A todos nos impresiona el misterio de la trazabilidad de los acontecimientos relevantes. Cuántas veces en esas conversaciones de media noche con la familia, nuestra madre ha soltado por enésima vez cómo se conocieron nuestros padres, “pues sí, allí estaba yo, con mi grupo de amigas. Iba guapísima con aquel vestido que me ponía en ocasiones especiales, y entonces entró tu padre, al principio no le hice caso, pero se arrimó y me dio conversación, era simpático, me hacía reír, la verdad es que si no hubiera entrado en aquel bar con sus amigos, tú no estarías en este mundo”. Esta breve historia, así expuesta, produce la impresión de que yo soy la extraña consecuencia de una casualidad. Lo más fortuito del mundo no es que siempre ganemos a la ruleta apostando al negro, sino que yo tenga una existencia de peso cuando todo parece tan aleatorio. No le demos muchas vueltas, es un misterio absoluto, no me imagino al Señor con escuadra y cartabón divinos haciendo cálculos para que nuestros padres se cruzaran en el momento idóneo. Para eso tendría que trastocar muchos factores que afectan a la libertad del ser humano, como por ejemplo montar cierto tráfico en el lugar donde va el coche de mi futuro padre, para que le dé tiempo a mi futura madre a entrar con sus amigas en el bar y acomodarse en la posición exacta para dejarse ver por el pelotón de chicos que entrarán en escena.

Resumamos todo este embrollo en un par de amarres esenciales: que a Dios le importo tanto que ha entrado amorosamente en el instante de mi fecundación, que no me dejará morir jamás y que, si pongo atención, nunca perderé mi paso del suyo.

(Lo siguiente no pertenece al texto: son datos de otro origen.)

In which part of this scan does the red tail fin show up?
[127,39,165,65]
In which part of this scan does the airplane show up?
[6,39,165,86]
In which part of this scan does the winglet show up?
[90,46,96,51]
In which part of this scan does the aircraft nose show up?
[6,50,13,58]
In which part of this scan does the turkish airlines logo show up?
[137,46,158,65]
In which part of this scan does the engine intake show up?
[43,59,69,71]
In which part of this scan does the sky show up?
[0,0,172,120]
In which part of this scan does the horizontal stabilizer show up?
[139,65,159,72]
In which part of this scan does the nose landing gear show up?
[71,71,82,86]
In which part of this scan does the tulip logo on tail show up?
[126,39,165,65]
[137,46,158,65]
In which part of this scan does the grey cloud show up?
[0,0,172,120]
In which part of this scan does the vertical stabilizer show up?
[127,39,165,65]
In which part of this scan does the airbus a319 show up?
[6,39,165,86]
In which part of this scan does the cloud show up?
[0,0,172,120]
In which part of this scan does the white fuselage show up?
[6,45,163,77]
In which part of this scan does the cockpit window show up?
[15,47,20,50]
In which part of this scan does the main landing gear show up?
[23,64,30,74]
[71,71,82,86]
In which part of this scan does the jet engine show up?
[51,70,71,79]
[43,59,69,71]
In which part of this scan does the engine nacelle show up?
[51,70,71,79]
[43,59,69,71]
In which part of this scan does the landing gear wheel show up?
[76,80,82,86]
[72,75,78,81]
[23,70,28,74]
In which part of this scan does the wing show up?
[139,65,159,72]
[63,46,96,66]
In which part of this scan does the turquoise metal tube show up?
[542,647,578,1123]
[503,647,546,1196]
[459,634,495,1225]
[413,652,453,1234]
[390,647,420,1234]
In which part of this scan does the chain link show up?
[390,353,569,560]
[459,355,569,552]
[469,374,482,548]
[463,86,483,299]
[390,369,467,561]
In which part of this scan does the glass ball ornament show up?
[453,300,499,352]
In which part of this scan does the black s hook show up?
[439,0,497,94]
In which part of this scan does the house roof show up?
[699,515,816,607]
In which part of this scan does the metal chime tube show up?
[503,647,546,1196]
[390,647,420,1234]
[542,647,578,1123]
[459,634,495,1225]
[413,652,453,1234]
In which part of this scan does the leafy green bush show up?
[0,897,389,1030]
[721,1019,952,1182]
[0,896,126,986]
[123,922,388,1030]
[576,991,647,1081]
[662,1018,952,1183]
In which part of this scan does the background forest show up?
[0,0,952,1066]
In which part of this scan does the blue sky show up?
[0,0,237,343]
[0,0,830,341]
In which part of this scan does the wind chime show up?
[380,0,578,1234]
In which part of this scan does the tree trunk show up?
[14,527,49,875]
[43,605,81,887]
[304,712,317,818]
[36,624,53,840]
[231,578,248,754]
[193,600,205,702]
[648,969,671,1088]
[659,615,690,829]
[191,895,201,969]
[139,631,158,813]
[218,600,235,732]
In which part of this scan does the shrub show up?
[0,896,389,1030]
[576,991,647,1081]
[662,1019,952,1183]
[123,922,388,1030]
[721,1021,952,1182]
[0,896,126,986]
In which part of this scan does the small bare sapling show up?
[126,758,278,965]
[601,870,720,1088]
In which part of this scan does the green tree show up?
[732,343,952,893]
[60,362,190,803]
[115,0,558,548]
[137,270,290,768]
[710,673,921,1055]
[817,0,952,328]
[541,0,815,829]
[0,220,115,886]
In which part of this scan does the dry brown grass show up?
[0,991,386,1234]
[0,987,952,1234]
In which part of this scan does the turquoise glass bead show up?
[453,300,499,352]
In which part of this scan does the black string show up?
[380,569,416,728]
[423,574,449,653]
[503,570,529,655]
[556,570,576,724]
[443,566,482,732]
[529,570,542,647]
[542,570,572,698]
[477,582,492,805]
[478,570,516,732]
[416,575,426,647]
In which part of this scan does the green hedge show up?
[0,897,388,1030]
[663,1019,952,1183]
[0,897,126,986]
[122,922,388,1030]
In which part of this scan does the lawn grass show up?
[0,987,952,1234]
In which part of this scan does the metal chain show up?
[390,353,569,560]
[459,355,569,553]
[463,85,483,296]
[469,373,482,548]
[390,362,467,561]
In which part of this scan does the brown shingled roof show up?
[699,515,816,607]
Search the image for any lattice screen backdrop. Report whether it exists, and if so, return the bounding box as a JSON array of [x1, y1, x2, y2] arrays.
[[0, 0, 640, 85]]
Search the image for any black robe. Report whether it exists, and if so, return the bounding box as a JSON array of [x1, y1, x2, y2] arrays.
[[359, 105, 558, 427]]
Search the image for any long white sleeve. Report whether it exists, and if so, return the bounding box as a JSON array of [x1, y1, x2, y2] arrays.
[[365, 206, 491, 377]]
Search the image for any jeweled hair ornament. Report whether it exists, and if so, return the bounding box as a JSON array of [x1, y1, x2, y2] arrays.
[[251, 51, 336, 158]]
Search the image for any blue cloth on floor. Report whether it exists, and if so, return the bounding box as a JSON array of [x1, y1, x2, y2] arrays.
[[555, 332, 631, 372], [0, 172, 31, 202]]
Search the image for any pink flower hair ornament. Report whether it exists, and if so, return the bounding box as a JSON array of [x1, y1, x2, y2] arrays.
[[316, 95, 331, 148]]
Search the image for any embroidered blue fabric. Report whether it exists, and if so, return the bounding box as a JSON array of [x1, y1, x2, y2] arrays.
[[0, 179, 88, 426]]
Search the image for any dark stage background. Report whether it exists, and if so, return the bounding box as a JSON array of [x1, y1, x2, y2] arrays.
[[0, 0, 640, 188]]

Otra cosa es la trazabilidad de mis actos deliberados, porque de ellos sí que soy responsable. Cuando tomo una decisión libre y la convierto en acto, acabo de mover ficha en una dirección, me he definido, y toda definición tiene consecuencias. Me caso, viene el primer niño y las consecuencias ya sabemos que son monumentales. Voy trazando mi vida como marido, como padre, cada acto está vinculado a estas premisas de realidad que me definen. No hay cosa que más le entusiasme a Dios que “vernos definidos”, cuando su gracia y mi libertad van llevándose bien, haciéndose la una a la otra. Y hasta cuando metemos la pata, quedamos también definidos por la humildad, y por eso podemos volver a Él con entusiasmo. Lo malo es cuando se vive en la inconsciencia de las acciones, como le pasa a Herodes en el Evangelio de hoy. Le ciega tanto la pasión que sus decisiones le conducen a la pérdida de sí mismo, es capaz hasta de acabar con la vida de otra persona, incluso de alguien a quien admiraba, como Juan Bautista.

Qué importante es saber trazar la propia vida, y aunque es verdad que nadie nos ha enseñado a vivir, que somos el violinista que tiene que ejecutar un concierto en público al tiempo que aprende a tocar el instrumento, Dios siempre insinúa lo que nos conviene…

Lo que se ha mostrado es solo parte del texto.